When it comes to storage, the norm is more the better. You can never really have enough of space. With the world going HD, space is now even more of a problem. We would like to say that so-and-so amount of storage space is enough, but it simply depends from user to user. Luckily, on the newer MacBook Pro, you can choose the amount of storage you need, right up to a gargantuan 1 TB SSD. No doubt, the price will increase accordingly, but the option is nice to have. For those users who don’t need so much space, the base model comes with an ample 128 GB of space, but more importantly, on a SSD. SSDs don’t feature moving parts, and read/write speeds are phenomenally faster that HDDs. If you need more space, and don’t want to shell out the USD 300 to upgrade to a 512 GB SSD, then you have the option of picking up an 500 GB external HHD for your storage needs. However, with the cloud sector booming, this is becoming less and less necessary.
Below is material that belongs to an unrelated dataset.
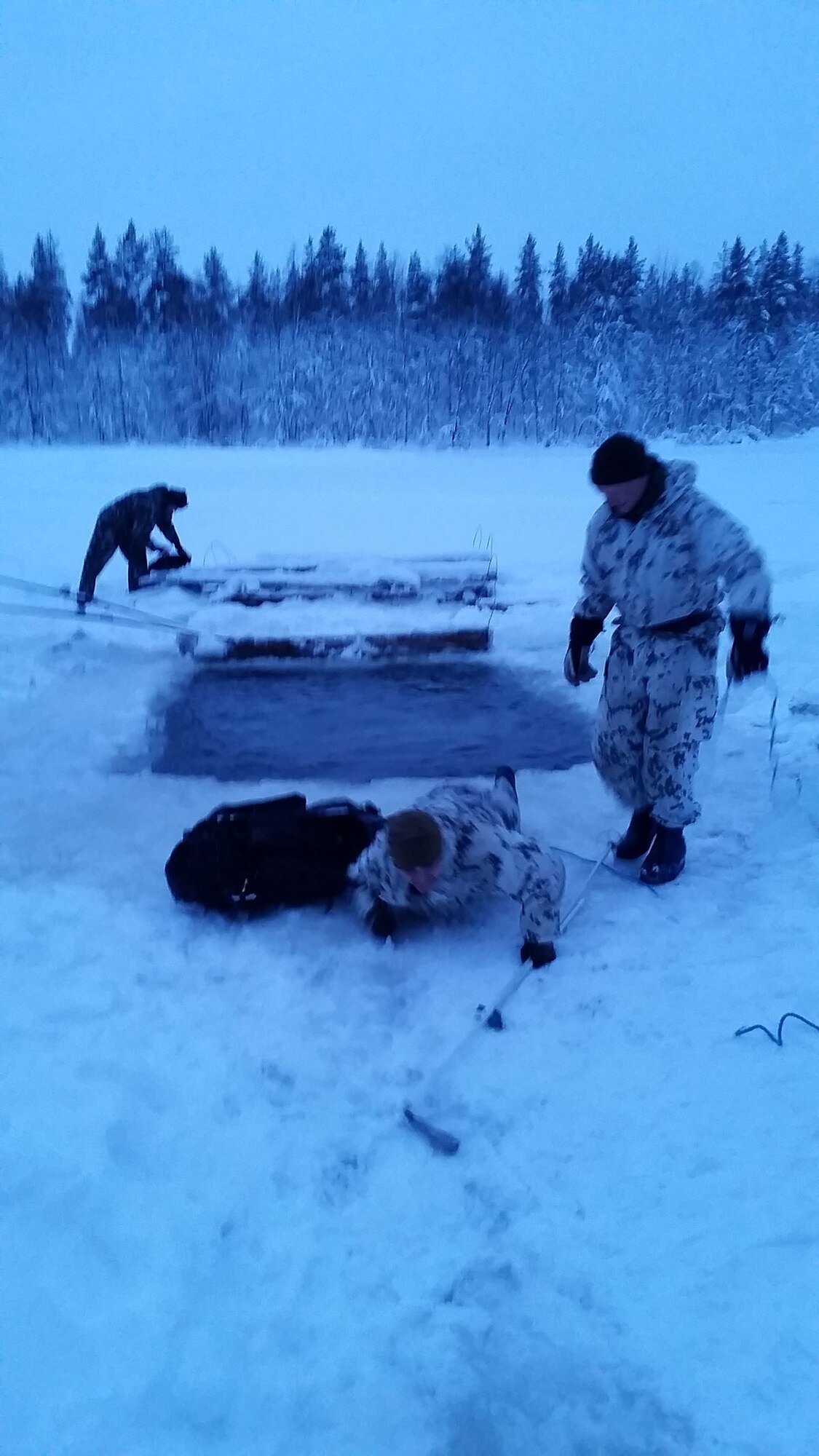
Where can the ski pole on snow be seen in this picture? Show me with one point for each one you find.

The newer Retina display model also does not feature an optical drive, which counts significantly to its svelte size, shape, and weight. This might be a problem for some, but optical discs are being used lesser and lesser these days, so it should not be too bad. You could also opt for an external optical drive; these are not too expensive, and even the extra 20 bucks that the drive costs make the newer MacBook worth it.

Apart from all this, there are numerous other benefits that the Retina display model has, like the presence of an HDMI port (absent in non-retina models), and the upgrade of the USB ports to USB 3.0. Additionally, there is an extra thunderbolt port as well. The newer model also features Apple’s latest MagSafe 2 technology, which comes on both, the port and the adapter.

Size, Weight, and Battery Life

Thanks to the inclusion of the SSD, and the exclusion of the optical drive, the newer MacBook Pro with Retina display is now even thinner and lighter than its predecessor. At less than 3½ pounds, this is a very light machine indeed, almost a pound lighter that the non-retina model. It is also significantly thinner, at .71 inches, compared to the older model at .91 inches. In all this slimming and trimming, Apple has ensured that the battery life does not suffer; in fact, with the newer model you get up to 9 hours of wireless web surfing, compared to the 7 hours its predecessor offered.


In addition, there are a few miscellaneous features that both laptops share, like the Facetime HD camera in front, the keyboard, the SDXC card slot, and the latest OS Mavericks. These features are already the latest, and hence, were not improved in the new model.

Wi-Fi, though has been improved, and the Retina display models will now feature 802.11ac Wi-Fi, as compared to the older 802.11n Wi-Fi. We can’t really say that this is more beneficial right now, though in the future, it surely will be.

So, if you take a look at the various features that you get with the newer MacBook Pro, it is well worth the extra 100 dollars that you are going to pay for it. Remember the comparisons here are of the base models, these can be configured with better and higher configurations, which will affect the prices. As a product with newer technology, we would have had no qualms recommending the newer version anyway; the price of the older machine just makes it easier to do so. If Apple drops the price of the older version to about USD 700 to USD 800, then there may be a compelling reason to opt for the old. At this price point, however, it’s a no-brainer.